On June 4, the Japanese Supreme Court in a plenary ruling by a majority of 10 to 5 struck down as unconstitutional the provision of the Nationality Law that discriminates among children with unmarried parents, one Japanese and one non, as unconstitutional. Two of the five dissenters agreed that the provision was unconstitutional but required an act of the Diet to rectify the situation.
The current Nationality Law automatically gives Japanese citizenship to any child born out of wedlock from a Japanese mother. But the Act gives automatic citizenship to a child born out of wedlock to a Japanese father and a non-Japanese mother only if the Japanese father legally recognizes the child as his own before the child is born. This discrimination was somewhat eased—but totally eliminated—by a 1984 amendment, which conferred citizenship on children who had been recognized by their fathers post-birth when (and only when) their parents married (conferring post-facto legitimacy to such children). All the justices agreed that the discrimination had been constitutional at its incipience in 1984, but the majority cited changing family relationships as well as international trends and general provisions in treaties protecting children against discrimination by circumstances of their birth in their ruling.Tens of thousands of children believed to be living in Japan under those circumstances are expected to be affected by the most recent ruling, as the authorities have decided to accept all applications on behalf of such children. Needless to say, their mothers will be on much firmer legal ground with regard to their residency in Japan.
There’s a lot of food for thought here regarding constitutional law, demographics, gender issues, xenophobia/-philia, and whatnot, so I’m disappointed as well as somewhat surprised that the Anglo-Saxon media has ignored it altogether. (It was splashed all over the June 5 front pages in Japan.) In the meantime, I want to point out something that has failed to draw any attention here.

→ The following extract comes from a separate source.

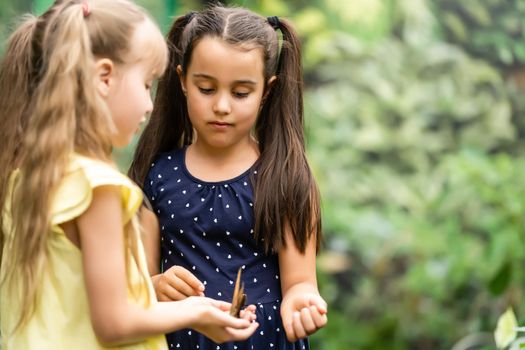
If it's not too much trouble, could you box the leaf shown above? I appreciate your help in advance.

Of the 15 Supreme Court Justices, six are career judges (straight out of the leagal training center), two are former prosecutors (again straight out of the legal training center), two are former civil servants (one woman and one former head of the Cabinet Legislation Bureau), four are former private lawyers, and one is a former academic (elite scholars have not historically sought to register as lawyers, which they are entitled to do after a certain number of years teaching law). Now this syndicalist breakdown of the Supreme Court has been remarkably consistent over the decades. There usually has been an ex-ambassador in the lineup; on this court, the Foreign Ministry has been set aside, likely to accommodate the female ex-civil servant. (I can think of a couple of capable female diplomats who will be in line to kill two birds with one stone in, say, another ten years or so.)
But that’s not my point. My point is this. The five dissenters include the two prosecutors and the two ex-civil servants, and one of the six career judges. Both the ex-civil servants as well as one of the two former prosecutors ruled the measure constitutional, while the other ex-prosecutor and the career judge considered the measure unconstitutional but deferred to the Diet to rectify the situation.
Now this is not Pakistan; none of these justices are going to be removed from office because of their votes, other than through a once-a-decade national plebiscite on te4h occasion of a House of Representatives general election. I can only assume that they are voting their conscience. Which makes it all the more remarkable their faithfulness to the hive minds of their respective constituencies.